1. The deceleration in employment growth is noticeable; 2. Taken with the preliminary benchmark revision, it’s possible employment growth deceleration is even more marked; 3. With accounting for temporary census workers, m/m growth is fairly anemic; 4. Nonetheless, latest vintages of key indicators suggest only a slowdown; 5. Manufacturing employment and hours (as well as production) still below peak.
Figure 1: Nonfarm payroll employment, latest vintage (dark blue), 2014-2016 stochastic trend (red), and March preliminary benchmark revision (blue triangle), all on log scale. Light green denotes Trump administration. Source: BLS and author’s calculations.

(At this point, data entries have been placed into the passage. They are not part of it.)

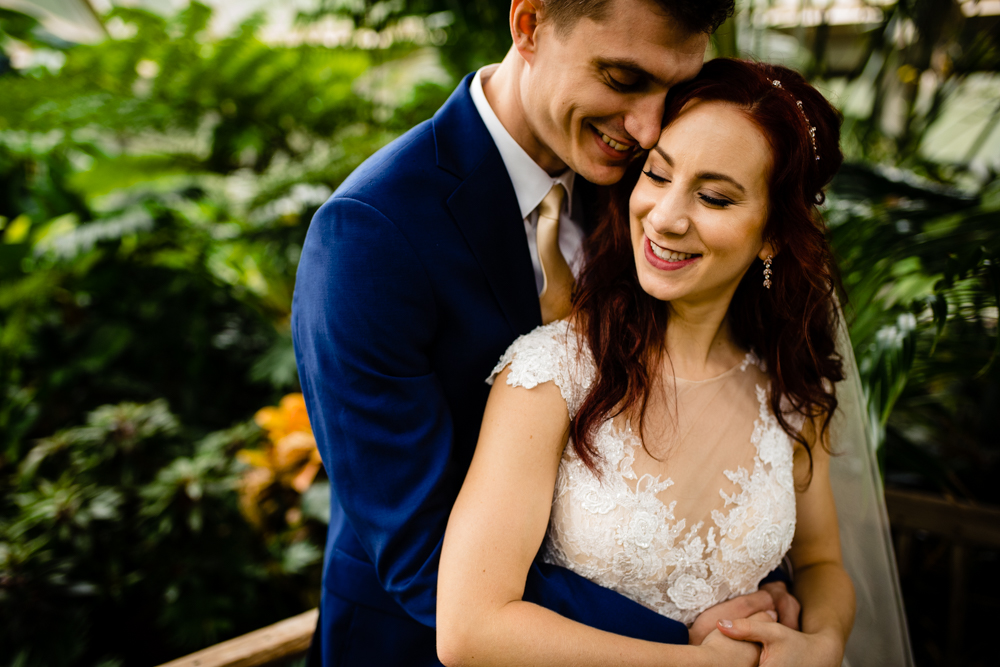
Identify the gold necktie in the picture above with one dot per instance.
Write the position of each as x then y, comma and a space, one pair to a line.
557, 290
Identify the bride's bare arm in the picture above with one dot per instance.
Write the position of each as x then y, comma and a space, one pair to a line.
495, 530
822, 586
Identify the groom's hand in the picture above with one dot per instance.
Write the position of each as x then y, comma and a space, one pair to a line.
742, 607
785, 604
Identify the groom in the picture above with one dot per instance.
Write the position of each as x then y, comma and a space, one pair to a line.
424, 266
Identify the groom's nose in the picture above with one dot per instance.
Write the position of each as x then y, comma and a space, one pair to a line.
644, 118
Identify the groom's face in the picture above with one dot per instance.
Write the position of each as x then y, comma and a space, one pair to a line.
597, 88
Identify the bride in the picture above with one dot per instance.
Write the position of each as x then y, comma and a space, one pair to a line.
671, 440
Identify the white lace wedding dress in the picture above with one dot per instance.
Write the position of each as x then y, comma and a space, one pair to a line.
703, 521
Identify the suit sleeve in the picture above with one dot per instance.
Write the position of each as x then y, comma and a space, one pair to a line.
363, 322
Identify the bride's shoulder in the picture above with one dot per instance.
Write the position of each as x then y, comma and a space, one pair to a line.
551, 352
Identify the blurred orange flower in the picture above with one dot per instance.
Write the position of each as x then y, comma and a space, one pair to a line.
289, 459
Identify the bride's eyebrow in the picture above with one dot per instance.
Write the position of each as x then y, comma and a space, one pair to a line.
706, 176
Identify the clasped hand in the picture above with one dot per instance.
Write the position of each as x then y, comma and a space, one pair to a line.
765, 626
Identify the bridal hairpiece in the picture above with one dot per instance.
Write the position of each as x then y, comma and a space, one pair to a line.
812, 128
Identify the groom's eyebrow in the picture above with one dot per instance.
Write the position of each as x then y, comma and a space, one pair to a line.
629, 65
706, 176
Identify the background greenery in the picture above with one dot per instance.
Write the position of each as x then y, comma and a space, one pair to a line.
156, 189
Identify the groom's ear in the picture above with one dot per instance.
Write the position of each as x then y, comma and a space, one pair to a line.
524, 16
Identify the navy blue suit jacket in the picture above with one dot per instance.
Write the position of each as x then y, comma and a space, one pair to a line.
415, 277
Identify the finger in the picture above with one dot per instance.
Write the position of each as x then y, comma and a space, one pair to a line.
753, 603
788, 611
751, 629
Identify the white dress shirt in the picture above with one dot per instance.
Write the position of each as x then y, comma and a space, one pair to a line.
531, 184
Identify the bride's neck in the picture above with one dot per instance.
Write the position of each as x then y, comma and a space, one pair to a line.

Figure 2: Month-on-month annualized growth in nonfarm payroll employment, latest vintage (dark blue), in July release (green), and in latest vintage deducting 25,000 temporary Census workers in August (dark red). Growth rates calculated as first log differences. Source: BLS and author’s calculations.
Figure 3: Nonfarm payroll employment (blue), industrial production (red), personal income excluding current transfers (green), manufacturing and trade sales (black), and monthly GDP (pink), all in logs, normalized to 2019M01=0. Source: BLS, Federal Reserve Board, BEA via FRED, Macroeconomic Advisers (29 August 2019), and author’s calculations.
Figure 4: Employment in manufacturing (blue), aggregate hours of nonsupervisory and production workers in manufacturing (teal), and manufacturing production (red), all in logs, 2019M01=0. Source: BLS, Federal Reserve via FRED, and author’s calculations.